Core Concepts
Cross-attention in text-to-image diffusion models can be selectively cached and reused to significantly improve inference efficiency without compromising generation quality.
Abstract
The study explores the role of cross-attention during the inference process of text-conditional diffusion models. The key findings are:
-
Cross-attention outputs converge to a fixed point after the first few inference steps. This observation divides the entire inference process into two stages:
- Semantics-planning stage: The model relies on cross-attention to plan text-oriented visual semantics.
- Fidelity-improving stage: The model generates images from the previously planned semantics.
-
Cross-attention is redundant in the fidelity-improving stage. Bypassing cross-attention in this stage can reduce computation complexity without compromising generation quality.
Based on these findings, the authors propose a simple and training-free method called TGATE (Temporally Gating Cross-Attention) to improve the efficiency of text-to-image diffusion models:
- TGATE caches the cross-attention outputs once they converge and reuses them in the fidelity-improving stage, eliminating redundant cross-attention computations.
- TGATE can reduce the number of Multiple-Accumulate Operations (MACs) by up to 65T per image and eliminate 0.5B parameters in the fidelity-improving stage, resulting in around 50% latency reduction compared to the baseline model.

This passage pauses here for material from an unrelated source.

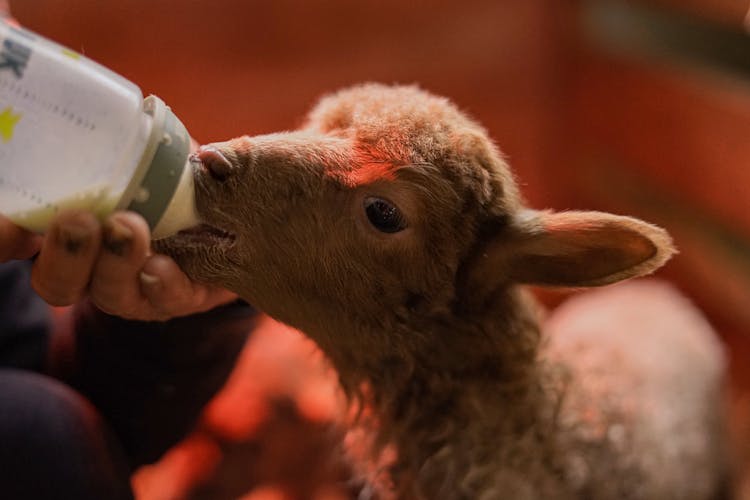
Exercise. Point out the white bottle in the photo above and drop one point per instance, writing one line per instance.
(74, 134)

- TGATE maintains or even slightly improves the generation quality, as measured by the Fréchet Inception Distance (FID) on the MS-COCO validation set.
The authors further demonstrate the effectiveness and broad applicability of TGATE by integrating it with various base models, noise schedulers, and acceleration techniques, consistently achieving improved efficiency without compromising performance.
Stats
Cross-attention maps converge within the first 5-10 inference steps.
TGATE can reduce 65T MACs per image and eliminate 0.5B parameters in the fidelity-improving stage.
TGATE can reduce the latency by around 50% compared to the baseline model (SDXL).
Quotes
"Cross-attention is redundant in the fidelity-improving stage. During the semantics-planning stage, cross-attention plays a crucial role in creating meaningful semantics. Yet, in the latter stage, cross-attention converges and has a minor impact on the generation process."
"Bypassing cross-attention during the fidelity-improving stage can potentially reduce the computation cost while maintaining the image generation quality."